After the harvest, when there are no more fruits or berries for the wild animals to eat, they naturally detox, just due to lack of available food. That is how they dissipate heat and prepare for winter.

What happens to us if we do not cleanse the heat from our bodies? The heat rises and dries out our sinuses, making them less able to protect us from pollen and other airborne irritants. This causes the sinuses to produce excess mucus. All this equals lots of fall allergies and predisposes us to colds and other winter sicknesses.

A gentle fall cleanse helps remove the excess heat and sets us up for a healthier fall and winter.

I’ll be leading an online fall detox, starting October 13. It’s suitable for both the new and experienced detoxer. It can be gentle or deep. And it’s probably the most affordable online detox you’ll find.

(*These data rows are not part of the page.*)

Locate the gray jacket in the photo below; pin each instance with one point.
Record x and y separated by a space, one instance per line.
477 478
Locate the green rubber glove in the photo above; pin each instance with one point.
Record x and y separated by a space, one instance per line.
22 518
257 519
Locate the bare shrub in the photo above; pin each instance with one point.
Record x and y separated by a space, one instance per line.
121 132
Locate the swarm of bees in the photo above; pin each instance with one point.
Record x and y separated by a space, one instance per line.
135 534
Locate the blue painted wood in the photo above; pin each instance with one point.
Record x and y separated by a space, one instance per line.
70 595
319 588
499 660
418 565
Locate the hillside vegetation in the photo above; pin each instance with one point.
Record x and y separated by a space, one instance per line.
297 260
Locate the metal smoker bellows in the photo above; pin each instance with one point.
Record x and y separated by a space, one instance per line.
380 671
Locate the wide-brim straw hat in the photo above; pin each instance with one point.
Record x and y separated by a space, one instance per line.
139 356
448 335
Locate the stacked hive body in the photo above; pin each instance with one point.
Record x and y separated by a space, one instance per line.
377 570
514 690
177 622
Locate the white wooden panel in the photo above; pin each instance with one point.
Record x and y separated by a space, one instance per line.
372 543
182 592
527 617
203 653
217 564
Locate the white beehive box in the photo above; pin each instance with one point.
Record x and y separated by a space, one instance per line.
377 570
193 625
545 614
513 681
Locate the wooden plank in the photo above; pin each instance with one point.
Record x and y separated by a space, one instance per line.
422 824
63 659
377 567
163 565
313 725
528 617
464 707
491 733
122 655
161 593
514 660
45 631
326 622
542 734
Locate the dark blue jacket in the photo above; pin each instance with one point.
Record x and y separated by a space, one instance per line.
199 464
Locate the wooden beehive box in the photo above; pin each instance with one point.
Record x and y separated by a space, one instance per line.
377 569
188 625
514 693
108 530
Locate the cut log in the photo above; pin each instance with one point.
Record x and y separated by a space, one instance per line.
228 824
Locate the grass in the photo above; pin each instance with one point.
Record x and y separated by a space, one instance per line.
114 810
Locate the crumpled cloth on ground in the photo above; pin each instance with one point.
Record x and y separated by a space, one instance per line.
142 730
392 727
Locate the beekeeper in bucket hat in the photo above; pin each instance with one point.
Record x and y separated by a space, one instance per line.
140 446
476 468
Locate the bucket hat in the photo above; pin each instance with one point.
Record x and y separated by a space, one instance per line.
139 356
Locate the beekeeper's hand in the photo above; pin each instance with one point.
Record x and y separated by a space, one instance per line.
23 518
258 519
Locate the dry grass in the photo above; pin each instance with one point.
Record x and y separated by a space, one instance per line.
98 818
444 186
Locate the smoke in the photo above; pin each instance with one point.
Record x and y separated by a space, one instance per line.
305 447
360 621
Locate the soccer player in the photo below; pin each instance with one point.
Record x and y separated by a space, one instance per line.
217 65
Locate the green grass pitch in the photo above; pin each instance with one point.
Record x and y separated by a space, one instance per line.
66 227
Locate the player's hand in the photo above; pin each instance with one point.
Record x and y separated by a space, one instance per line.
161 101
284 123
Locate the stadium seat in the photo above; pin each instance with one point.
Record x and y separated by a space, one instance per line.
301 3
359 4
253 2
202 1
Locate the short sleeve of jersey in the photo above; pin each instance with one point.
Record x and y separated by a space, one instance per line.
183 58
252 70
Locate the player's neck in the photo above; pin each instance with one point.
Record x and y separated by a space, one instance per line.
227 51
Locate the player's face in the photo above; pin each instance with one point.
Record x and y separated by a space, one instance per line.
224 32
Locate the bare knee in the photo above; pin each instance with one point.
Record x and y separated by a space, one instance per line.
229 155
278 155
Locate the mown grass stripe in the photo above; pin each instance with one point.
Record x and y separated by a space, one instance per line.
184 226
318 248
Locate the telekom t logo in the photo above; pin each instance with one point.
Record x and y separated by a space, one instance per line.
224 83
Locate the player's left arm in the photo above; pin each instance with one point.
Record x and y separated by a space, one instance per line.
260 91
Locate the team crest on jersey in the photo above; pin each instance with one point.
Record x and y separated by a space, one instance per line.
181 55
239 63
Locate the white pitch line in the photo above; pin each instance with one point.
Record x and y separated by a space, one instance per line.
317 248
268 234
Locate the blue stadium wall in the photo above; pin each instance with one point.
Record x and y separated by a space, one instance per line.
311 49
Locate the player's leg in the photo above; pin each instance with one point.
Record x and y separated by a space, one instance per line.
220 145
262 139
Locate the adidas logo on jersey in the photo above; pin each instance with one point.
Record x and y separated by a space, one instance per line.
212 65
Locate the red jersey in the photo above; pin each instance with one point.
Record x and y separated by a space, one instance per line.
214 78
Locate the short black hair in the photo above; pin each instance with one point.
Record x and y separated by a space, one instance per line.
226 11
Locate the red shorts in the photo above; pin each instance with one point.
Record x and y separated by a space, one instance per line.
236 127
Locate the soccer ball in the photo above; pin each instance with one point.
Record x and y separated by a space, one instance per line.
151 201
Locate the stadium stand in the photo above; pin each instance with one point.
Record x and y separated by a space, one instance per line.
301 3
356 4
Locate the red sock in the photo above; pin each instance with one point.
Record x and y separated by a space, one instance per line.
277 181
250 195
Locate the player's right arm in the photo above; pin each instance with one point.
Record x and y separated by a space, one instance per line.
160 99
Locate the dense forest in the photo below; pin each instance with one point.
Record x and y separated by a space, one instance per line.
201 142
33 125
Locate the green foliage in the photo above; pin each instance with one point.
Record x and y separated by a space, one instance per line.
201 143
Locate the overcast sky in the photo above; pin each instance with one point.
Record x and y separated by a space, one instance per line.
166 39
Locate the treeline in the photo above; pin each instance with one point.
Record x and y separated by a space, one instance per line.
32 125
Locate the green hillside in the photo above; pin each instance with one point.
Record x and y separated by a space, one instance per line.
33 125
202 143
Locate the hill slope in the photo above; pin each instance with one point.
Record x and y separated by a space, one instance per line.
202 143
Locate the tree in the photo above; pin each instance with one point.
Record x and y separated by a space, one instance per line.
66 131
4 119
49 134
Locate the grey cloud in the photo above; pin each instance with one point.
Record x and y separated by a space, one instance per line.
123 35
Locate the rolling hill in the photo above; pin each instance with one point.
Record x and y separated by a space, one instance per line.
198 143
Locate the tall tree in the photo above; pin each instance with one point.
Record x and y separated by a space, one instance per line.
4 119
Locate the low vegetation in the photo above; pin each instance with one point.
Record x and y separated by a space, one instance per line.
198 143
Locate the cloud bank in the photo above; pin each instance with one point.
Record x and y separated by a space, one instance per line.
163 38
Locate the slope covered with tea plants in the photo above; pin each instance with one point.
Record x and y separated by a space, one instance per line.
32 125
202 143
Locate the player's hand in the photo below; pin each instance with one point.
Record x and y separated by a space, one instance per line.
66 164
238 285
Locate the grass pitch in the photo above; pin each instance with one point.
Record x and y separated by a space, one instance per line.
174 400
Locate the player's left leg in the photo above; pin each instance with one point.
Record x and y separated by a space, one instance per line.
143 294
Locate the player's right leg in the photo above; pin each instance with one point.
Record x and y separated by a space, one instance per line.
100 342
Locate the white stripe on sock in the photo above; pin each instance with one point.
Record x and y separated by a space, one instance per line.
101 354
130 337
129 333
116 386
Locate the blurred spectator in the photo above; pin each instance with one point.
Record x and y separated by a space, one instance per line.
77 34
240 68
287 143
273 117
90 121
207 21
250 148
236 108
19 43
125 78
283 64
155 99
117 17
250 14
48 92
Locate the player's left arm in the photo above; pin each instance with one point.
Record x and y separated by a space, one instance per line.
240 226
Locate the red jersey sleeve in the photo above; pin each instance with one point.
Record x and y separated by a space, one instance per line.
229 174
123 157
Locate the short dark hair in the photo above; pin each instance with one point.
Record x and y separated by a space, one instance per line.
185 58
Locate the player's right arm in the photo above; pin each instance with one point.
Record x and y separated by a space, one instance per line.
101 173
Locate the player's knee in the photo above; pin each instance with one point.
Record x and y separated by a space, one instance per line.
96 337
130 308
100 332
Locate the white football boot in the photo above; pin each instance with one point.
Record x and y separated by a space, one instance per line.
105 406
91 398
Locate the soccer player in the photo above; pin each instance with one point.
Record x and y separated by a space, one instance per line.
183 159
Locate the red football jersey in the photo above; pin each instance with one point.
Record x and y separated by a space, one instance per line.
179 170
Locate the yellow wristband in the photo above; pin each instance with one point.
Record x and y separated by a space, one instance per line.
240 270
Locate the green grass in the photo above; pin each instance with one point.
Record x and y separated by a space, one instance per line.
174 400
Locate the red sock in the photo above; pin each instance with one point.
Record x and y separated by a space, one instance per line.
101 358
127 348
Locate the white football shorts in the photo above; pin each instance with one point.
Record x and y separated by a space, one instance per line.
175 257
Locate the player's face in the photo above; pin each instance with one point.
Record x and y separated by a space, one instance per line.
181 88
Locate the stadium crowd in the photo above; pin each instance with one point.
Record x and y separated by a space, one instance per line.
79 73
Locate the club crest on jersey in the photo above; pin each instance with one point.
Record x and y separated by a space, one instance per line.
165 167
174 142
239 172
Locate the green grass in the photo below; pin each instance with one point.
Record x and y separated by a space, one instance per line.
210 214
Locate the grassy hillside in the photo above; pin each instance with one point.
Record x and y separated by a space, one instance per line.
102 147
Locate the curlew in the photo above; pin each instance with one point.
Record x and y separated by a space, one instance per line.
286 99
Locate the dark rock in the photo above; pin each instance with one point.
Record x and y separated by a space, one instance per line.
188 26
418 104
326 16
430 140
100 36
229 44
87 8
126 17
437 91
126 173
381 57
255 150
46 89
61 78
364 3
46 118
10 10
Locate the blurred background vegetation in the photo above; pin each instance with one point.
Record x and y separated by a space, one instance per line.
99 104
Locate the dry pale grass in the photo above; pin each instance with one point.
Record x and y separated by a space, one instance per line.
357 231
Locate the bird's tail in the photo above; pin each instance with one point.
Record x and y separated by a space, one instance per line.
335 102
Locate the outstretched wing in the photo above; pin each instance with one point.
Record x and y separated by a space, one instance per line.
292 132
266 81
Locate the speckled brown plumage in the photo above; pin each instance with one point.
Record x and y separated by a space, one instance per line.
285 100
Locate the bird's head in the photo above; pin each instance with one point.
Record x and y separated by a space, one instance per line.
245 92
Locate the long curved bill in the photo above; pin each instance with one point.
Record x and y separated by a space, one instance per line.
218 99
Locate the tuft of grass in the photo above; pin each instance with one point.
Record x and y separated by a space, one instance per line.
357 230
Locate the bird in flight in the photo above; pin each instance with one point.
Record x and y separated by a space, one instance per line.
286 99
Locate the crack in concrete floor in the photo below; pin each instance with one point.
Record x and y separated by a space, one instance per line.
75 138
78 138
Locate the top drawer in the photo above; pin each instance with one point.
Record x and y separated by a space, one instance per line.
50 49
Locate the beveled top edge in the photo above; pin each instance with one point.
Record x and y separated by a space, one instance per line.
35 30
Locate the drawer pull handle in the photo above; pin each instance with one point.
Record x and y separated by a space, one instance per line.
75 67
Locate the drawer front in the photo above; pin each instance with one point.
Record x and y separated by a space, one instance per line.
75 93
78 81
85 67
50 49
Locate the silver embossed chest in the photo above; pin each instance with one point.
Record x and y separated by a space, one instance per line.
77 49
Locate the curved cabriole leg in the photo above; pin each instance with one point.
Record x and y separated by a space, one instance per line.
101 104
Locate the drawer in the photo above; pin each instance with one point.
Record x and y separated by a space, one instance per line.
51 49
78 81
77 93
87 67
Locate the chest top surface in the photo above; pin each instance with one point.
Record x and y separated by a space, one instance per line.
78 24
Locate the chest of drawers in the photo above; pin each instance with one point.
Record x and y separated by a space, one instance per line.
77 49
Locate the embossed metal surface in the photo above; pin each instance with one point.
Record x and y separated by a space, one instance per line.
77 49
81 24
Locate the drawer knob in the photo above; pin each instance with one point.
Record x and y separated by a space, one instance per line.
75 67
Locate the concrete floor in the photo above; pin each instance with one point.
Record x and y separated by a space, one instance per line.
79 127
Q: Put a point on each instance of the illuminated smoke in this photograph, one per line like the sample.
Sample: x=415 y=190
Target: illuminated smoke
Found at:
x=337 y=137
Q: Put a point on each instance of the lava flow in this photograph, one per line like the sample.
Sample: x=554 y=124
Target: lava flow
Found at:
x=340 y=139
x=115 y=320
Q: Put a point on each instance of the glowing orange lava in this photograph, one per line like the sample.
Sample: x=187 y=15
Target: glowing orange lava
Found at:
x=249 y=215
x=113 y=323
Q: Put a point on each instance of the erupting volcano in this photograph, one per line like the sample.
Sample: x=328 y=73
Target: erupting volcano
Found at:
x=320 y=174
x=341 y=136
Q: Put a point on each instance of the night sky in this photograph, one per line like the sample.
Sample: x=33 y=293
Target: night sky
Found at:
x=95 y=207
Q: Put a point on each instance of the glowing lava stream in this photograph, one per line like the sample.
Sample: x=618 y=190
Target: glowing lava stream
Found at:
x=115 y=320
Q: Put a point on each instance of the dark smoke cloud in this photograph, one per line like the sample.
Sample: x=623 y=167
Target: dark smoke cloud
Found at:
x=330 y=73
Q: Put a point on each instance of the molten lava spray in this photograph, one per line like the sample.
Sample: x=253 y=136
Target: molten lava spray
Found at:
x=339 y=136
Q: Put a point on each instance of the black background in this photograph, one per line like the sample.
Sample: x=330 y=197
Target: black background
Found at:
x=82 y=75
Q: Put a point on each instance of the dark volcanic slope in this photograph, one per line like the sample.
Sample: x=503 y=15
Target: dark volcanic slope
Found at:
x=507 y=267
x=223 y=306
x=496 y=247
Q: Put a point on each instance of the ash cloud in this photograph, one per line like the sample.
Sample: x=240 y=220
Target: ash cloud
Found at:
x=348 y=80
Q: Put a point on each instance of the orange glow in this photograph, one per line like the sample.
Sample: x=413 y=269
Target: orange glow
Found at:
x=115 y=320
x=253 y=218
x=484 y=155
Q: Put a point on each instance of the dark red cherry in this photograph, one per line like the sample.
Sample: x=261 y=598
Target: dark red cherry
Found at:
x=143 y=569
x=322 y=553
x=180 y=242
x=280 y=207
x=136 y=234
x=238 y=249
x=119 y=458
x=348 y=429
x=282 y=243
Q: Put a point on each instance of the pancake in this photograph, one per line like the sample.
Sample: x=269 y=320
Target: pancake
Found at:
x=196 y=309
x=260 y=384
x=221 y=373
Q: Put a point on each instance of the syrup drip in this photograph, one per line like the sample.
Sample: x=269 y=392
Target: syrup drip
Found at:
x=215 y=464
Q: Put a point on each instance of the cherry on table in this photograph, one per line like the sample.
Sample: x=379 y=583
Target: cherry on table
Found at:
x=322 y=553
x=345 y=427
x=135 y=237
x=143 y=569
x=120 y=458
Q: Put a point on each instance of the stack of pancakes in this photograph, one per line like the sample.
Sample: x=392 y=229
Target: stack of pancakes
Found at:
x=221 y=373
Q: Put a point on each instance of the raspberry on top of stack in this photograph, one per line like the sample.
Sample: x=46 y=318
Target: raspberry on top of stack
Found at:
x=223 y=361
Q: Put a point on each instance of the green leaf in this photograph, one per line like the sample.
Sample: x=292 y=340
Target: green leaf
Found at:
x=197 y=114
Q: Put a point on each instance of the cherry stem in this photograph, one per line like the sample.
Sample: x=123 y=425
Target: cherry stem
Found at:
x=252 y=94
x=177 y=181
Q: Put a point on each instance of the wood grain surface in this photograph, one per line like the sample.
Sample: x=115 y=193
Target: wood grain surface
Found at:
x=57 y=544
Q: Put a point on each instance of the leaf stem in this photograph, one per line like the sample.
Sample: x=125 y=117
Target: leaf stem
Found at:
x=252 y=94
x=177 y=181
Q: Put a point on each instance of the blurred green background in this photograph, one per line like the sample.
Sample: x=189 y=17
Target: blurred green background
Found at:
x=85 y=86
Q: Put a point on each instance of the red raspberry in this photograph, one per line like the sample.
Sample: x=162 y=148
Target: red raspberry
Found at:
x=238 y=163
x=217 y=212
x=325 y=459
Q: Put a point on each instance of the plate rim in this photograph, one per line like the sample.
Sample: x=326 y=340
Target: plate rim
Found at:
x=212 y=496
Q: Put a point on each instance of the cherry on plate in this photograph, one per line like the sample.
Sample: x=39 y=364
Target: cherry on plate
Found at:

You’ll get a lot for your investment.
Learn more here. 

What can you do now?

As we transition from summer to fall, continue to eat the fruits and vegetables of the season. Apples are particularly good at removing heat from the body. Melons, green juices and salads are still good. Though it’s tempting to dive into heavier warming foods as the temperatures begin to drop, it’s not quite time. Opt for a lighter soup and some root vegetables when you’re yearning for cold-weather food. It’s transition time, but it needs to be taken slowly. If it’s at the farmers market, it’s a go. Eat what’s in season and you can’t go too far wrong.

I hope you’ve found my intro to Ayurveda and cleansing interesting. More to come.